Even though many COVID-19 patients who become severely ill are older with pre-existing health problems, at Cox the patient treated was a 22 year-old pregnant woman who received both Remdesivir and plasma treatment.

"Her story is really amazing to me because I look at a patient like her as being very heroic, what she's gone through," said CoxHealth CEO/President Steve Edwards. "Physicians wanted to save the baby so they quickly rushed her in to the labor delivery suites to do a emergency C-section. They were able to save the baby. The baby is actually in the ICN and recovering very well right now. It's an important reminder to me how this can effect all of us."

"She had a pretty miraculous recovery," added Dr. Amy Ford-Turner, a CoxHealth Pulmonology Care Specialist. "She went from being on significant support on a ventilator to not needing any type of oxygen whatsoever."

Mercy provided less details about its one patient being treated but Clinical Pharmacy Specialist Dan Hansen said, "It's very early but we're seeing a trend in the right direction and seeing encouraging results so far."

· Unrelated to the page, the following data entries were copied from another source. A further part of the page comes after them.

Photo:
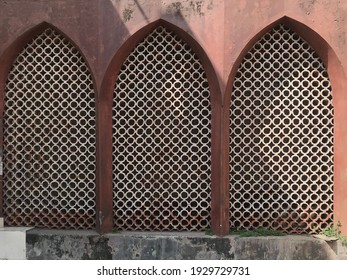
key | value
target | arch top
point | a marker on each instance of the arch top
(122, 53)
(10, 54)
(312, 37)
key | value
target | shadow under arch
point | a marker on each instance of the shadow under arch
(104, 124)
(339, 95)
(8, 58)
(11, 52)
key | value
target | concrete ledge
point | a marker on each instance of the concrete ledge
(62, 244)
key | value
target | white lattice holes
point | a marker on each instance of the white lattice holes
(281, 137)
(49, 137)
(161, 138)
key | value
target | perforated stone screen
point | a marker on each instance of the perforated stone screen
(281, 137)
(49, 137)
(161, 138)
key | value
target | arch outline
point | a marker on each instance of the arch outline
(339, 95)
(104, 124)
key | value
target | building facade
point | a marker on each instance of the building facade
(173, 115)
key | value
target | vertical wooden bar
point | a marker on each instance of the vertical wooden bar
(104, 192)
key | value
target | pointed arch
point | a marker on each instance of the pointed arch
(47, 89)
(105, 120)
(339, 86)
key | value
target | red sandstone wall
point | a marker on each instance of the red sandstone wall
(222, 30)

The studies on the experimental drug are ongoing, but nationwide Remdesivir has reduced the average recovery time from 15-to-11 days and death rates are down from 11 percent to 8 percent.

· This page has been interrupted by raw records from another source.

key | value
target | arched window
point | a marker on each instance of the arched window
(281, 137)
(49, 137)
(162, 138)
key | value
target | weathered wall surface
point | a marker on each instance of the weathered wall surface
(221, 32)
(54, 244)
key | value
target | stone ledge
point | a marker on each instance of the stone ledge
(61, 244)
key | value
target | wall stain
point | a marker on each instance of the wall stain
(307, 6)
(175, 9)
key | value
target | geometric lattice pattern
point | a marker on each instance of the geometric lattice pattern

"What we see here is not a cure but a very, very significant and important treatment for patients," said Daniel O'Day, the Chairman of Gilead, the company that makes Remdesivir.

The reason Remdesivir isn't a cure is because while it attacks the virus, it does not help the other complications patients develop from the illness like lung or heart problems.

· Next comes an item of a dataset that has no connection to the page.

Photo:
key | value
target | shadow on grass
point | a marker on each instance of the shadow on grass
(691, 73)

"There's no special mechanisms to that drug that would help with your breathing," Ford-Turner explained. "But we're hoping that the inflammatory effects of the virus can be dampened by this type of drug."

"I don't think that it's going to be the end treatment that we're going to end up seeing as the best thing for these patients," Hansen added. "I think other things that are going to develop beyond this drug will probably come down the line that will be more effective in the future. But certainly where we are right now, it's by far the most promising agent that I think we've had available to us."